Oyların sandığa atılacağı Pazar’ı saymazsak, referandumda son “3 gün...”
“Cumhur-başkanlığı sistemine” geçiş için Anayasa’da değişiklik yapan 18 maddeden, gündem “15 Temmuz”a kaydı.
....................
Kapıyı önce CHP Genel Başkanı Kemal Kılıçdaroğlu açtı.
“Bu bir kontrollü darbedir” dedi.
Ve bu söylemi her gün bir kaç kez vurguladı.
Cumhurbaşkanı Erdoğan ve Başbakan Yıldırım’ın “elinde delil varsa açıkla” çağrılarına, “Kılıçdaroğlu’ndan net bir cevap geldiği” söylenemez.
“Kontrollü darbe” ciddiden de öte “vahim” suçlamadır.
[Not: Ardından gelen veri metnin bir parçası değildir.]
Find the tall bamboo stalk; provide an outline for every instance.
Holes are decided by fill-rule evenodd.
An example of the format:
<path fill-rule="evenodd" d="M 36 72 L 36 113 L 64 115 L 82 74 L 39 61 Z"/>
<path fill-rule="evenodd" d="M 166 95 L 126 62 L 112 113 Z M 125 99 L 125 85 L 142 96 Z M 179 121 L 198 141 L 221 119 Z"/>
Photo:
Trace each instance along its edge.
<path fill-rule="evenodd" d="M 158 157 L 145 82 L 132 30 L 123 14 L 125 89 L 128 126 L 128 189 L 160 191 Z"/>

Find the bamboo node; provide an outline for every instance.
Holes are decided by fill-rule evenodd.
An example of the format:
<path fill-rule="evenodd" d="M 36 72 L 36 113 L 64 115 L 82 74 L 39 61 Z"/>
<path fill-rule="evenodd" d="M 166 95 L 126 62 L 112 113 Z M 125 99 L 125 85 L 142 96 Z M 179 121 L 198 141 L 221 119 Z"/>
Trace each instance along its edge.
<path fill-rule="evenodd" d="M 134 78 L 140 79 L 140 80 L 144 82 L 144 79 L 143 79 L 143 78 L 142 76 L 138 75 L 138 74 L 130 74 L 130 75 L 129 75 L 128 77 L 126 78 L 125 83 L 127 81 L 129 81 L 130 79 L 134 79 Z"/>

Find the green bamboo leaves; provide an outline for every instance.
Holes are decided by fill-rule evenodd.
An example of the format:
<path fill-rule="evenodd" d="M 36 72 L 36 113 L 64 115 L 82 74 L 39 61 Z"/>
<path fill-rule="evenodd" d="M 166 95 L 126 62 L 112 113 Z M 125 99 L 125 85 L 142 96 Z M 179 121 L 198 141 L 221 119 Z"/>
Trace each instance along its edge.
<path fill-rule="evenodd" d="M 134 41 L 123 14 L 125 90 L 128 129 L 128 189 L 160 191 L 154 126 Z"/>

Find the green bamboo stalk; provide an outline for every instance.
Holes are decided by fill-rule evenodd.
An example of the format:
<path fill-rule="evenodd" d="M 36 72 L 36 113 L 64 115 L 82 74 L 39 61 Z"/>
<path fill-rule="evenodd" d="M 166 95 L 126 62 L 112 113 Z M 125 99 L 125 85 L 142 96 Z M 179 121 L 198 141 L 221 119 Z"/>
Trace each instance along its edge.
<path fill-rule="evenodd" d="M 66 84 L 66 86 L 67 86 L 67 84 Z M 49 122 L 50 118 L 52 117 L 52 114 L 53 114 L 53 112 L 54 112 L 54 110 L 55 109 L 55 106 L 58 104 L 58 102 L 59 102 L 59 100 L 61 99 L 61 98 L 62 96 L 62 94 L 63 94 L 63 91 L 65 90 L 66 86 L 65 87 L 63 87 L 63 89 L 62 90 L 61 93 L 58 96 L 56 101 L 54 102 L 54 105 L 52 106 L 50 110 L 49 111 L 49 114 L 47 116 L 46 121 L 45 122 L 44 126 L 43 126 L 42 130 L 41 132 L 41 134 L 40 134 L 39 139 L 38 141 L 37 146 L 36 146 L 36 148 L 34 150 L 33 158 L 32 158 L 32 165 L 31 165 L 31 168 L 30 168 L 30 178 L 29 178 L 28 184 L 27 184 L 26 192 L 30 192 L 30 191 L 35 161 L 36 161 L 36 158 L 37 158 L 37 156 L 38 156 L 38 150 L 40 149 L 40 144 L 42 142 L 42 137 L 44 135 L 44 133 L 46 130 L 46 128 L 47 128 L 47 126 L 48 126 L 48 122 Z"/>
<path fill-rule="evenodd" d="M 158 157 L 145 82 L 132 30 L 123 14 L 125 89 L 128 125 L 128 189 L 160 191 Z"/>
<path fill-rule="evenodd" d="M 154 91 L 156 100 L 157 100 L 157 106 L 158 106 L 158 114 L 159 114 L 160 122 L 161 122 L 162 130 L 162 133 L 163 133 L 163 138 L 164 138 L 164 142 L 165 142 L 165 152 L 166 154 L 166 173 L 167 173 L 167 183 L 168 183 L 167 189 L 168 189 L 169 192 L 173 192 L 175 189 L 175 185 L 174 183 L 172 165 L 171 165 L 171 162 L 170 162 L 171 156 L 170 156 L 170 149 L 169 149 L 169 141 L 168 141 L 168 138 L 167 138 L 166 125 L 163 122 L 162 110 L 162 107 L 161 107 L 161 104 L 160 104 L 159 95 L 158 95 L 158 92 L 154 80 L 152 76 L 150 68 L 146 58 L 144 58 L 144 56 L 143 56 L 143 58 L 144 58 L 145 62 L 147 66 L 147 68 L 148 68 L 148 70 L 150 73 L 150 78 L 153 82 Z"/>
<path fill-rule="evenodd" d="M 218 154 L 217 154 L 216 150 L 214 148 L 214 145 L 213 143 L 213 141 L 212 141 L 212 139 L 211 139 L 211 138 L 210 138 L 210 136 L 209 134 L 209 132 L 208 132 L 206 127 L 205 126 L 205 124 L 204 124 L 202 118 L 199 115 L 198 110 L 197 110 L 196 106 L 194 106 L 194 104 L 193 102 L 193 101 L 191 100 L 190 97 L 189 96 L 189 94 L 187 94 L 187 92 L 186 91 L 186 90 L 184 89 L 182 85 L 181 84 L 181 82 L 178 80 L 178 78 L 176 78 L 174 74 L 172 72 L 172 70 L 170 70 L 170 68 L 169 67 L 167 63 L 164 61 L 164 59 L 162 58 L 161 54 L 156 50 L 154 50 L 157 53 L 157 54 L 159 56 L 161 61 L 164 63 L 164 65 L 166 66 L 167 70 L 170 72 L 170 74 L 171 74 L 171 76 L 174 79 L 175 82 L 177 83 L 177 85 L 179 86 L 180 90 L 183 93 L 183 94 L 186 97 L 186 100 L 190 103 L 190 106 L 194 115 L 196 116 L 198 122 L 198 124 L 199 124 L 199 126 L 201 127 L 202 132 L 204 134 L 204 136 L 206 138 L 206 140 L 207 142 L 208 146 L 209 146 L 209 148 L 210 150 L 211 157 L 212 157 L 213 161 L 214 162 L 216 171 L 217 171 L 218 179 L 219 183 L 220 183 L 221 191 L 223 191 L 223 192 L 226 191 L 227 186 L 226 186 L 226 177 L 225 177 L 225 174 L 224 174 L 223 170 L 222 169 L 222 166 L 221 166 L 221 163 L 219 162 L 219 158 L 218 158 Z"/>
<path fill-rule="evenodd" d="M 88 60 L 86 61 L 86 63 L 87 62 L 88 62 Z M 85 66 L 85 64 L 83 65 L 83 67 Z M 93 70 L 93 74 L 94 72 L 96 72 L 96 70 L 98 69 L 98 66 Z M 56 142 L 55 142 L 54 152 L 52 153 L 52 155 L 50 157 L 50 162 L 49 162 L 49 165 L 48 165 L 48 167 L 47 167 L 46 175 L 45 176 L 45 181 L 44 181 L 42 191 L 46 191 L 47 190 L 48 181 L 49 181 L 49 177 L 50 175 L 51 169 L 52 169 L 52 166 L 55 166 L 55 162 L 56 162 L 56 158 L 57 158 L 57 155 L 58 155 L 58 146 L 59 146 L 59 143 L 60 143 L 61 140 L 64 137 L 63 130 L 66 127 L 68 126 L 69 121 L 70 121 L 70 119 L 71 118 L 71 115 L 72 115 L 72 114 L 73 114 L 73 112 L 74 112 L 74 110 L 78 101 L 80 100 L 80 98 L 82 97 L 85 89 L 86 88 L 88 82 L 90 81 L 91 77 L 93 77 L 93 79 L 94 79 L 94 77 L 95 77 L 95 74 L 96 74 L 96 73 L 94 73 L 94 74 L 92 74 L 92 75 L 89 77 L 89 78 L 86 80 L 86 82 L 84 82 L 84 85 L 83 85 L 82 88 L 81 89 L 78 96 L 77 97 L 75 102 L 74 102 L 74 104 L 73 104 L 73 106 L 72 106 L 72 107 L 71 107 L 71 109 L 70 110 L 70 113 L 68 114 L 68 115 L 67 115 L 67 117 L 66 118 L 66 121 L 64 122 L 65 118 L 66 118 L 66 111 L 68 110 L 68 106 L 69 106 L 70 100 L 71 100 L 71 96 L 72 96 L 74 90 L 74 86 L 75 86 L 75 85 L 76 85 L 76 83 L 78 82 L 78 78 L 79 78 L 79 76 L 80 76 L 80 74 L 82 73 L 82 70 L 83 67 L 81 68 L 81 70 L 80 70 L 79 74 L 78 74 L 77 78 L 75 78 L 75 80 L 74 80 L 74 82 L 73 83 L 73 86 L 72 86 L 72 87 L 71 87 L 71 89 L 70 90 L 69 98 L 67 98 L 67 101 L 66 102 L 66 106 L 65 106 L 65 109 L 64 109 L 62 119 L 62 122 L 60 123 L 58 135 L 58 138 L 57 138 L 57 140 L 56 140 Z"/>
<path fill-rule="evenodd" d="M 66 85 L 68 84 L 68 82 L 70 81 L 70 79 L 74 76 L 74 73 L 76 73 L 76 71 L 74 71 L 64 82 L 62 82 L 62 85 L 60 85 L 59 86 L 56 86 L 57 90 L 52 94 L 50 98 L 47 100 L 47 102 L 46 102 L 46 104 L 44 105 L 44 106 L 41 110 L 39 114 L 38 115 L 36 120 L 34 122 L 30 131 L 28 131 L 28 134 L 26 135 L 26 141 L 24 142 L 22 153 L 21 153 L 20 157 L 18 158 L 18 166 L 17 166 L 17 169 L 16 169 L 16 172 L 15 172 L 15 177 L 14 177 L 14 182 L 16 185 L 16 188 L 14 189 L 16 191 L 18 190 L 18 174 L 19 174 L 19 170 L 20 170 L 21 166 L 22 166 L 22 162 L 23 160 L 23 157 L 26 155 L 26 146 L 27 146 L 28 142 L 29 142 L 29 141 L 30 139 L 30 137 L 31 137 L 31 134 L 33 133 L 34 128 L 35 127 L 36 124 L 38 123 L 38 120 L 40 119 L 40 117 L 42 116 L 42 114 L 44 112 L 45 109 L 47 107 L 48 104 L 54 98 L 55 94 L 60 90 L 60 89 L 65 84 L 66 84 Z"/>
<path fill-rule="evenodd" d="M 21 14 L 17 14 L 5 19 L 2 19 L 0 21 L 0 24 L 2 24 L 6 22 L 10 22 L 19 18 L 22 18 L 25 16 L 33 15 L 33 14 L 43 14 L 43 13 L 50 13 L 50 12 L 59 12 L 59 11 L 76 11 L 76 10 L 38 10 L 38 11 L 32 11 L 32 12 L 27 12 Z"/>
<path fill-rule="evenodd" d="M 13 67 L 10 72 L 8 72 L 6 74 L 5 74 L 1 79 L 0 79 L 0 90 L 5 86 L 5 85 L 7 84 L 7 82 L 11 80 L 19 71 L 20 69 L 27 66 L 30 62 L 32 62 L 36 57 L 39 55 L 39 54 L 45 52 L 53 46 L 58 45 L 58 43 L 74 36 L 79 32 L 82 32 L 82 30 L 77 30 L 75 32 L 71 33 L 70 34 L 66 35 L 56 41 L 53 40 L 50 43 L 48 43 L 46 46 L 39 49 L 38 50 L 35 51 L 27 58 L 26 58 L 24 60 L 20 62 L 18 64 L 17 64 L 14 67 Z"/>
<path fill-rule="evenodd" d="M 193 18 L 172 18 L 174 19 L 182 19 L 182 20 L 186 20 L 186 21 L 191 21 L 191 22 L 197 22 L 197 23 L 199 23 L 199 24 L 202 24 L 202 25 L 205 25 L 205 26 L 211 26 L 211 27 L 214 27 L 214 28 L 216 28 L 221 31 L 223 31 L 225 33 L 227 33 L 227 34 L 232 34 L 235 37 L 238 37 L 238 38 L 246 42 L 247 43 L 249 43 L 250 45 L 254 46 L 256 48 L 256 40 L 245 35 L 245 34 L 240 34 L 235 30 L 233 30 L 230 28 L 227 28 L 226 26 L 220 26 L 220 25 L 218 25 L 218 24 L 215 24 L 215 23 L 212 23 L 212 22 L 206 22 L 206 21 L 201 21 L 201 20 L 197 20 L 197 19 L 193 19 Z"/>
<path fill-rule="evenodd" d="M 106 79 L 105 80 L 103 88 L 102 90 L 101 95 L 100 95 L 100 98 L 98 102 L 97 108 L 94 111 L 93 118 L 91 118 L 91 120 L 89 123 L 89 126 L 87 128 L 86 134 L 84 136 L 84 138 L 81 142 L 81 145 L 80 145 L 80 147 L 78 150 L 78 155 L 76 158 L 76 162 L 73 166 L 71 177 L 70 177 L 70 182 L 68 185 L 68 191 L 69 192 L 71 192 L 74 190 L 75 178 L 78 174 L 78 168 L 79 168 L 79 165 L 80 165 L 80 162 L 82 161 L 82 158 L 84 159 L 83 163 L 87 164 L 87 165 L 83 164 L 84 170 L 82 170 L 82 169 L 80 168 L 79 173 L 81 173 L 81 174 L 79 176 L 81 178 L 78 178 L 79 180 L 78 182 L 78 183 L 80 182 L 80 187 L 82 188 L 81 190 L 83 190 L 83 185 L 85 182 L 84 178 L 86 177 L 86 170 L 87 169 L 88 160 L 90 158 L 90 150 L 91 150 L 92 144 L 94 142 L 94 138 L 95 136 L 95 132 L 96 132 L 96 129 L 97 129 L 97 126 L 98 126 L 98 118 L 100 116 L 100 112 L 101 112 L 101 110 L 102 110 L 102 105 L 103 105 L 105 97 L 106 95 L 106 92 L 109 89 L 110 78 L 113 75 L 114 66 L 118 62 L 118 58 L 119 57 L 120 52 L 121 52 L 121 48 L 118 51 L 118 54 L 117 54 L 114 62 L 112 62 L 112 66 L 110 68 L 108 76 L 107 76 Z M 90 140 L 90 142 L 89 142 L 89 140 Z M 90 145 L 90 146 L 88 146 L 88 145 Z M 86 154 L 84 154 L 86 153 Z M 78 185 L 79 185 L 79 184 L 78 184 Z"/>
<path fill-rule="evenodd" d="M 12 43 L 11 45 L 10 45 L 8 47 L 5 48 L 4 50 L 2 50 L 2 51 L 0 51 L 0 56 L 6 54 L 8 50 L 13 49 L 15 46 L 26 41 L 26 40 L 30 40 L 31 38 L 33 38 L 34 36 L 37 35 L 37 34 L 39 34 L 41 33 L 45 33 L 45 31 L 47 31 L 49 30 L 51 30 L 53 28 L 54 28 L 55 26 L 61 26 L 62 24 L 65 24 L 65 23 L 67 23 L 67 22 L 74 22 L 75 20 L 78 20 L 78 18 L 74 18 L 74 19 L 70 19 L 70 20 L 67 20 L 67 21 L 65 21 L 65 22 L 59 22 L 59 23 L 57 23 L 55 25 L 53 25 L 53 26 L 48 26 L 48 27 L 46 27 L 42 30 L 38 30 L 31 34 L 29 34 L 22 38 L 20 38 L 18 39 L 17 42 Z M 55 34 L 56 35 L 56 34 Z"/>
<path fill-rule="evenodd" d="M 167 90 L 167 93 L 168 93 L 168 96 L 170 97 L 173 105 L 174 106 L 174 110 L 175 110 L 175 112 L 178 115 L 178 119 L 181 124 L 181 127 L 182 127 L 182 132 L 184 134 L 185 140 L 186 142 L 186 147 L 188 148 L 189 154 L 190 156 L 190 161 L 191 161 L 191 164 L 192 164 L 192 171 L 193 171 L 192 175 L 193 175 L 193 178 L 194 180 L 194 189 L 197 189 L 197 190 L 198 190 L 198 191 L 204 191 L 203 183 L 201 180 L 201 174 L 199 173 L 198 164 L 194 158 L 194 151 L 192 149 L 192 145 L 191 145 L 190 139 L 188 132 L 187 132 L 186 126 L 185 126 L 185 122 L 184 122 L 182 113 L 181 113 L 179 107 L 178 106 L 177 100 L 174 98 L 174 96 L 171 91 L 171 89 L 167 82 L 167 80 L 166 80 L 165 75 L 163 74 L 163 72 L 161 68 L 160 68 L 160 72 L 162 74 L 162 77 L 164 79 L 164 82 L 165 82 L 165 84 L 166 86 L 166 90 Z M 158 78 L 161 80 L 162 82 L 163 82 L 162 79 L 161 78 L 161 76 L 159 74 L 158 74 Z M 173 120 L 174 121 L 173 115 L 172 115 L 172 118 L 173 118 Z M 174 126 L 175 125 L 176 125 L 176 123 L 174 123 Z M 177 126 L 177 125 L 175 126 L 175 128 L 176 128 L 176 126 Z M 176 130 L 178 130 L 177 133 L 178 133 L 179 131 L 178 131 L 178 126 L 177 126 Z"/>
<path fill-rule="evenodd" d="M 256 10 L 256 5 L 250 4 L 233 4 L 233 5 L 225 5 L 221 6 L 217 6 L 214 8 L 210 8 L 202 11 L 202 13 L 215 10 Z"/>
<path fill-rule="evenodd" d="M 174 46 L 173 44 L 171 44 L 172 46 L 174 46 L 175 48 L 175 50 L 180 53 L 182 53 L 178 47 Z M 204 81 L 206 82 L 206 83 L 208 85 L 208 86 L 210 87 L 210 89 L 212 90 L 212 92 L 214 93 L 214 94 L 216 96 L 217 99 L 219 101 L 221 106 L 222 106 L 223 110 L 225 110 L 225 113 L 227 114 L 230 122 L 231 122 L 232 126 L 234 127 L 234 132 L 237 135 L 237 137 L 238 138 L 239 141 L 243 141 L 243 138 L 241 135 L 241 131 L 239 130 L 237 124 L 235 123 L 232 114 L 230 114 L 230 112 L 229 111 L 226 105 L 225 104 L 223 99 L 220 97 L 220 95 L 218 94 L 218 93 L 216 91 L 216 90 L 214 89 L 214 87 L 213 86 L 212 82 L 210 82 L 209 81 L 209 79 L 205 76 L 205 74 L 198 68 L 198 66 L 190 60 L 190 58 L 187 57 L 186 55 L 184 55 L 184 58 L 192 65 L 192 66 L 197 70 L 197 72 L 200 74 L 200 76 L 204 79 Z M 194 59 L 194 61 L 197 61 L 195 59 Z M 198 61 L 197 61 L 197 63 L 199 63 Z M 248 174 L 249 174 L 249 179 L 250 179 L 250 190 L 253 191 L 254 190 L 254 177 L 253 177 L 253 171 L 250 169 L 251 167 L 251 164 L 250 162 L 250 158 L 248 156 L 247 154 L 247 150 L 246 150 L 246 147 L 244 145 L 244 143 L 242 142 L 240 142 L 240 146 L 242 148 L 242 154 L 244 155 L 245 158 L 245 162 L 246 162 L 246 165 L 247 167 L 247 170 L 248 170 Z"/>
Böyle bir söylemin ağızdan çıkmadan önce çok düşünülmesi gerekirdi.
Yüzlerce insanımızın yaşamını yitirdiği “vatana ihanet” fiiline, devleti yönetenleri de “suç ortağı” yapmak iddiası yenilir, yutulur, geçiştirilir, içe sindirilir, unutulur şey değildir.
Türkiye’nin dışından bazı kurumların ve yayın organlarının “imaları” böyle bir iddiaya dayanak olamaz.
Zaten...
O dış kaynaklı “imalar” da somut kanıttan yoksundur.
Gerçi...
15 Temmuz öğleden sonrasına ait bazı karanlıkta kalmış ve sonradan da aydınlığa -henüz- kavuşmamış “dakikalar” var.
Hatta “2 saat...”
Ama...
“Kontrollü darbe” gibi bir suçlama için “anlamsız” kalır.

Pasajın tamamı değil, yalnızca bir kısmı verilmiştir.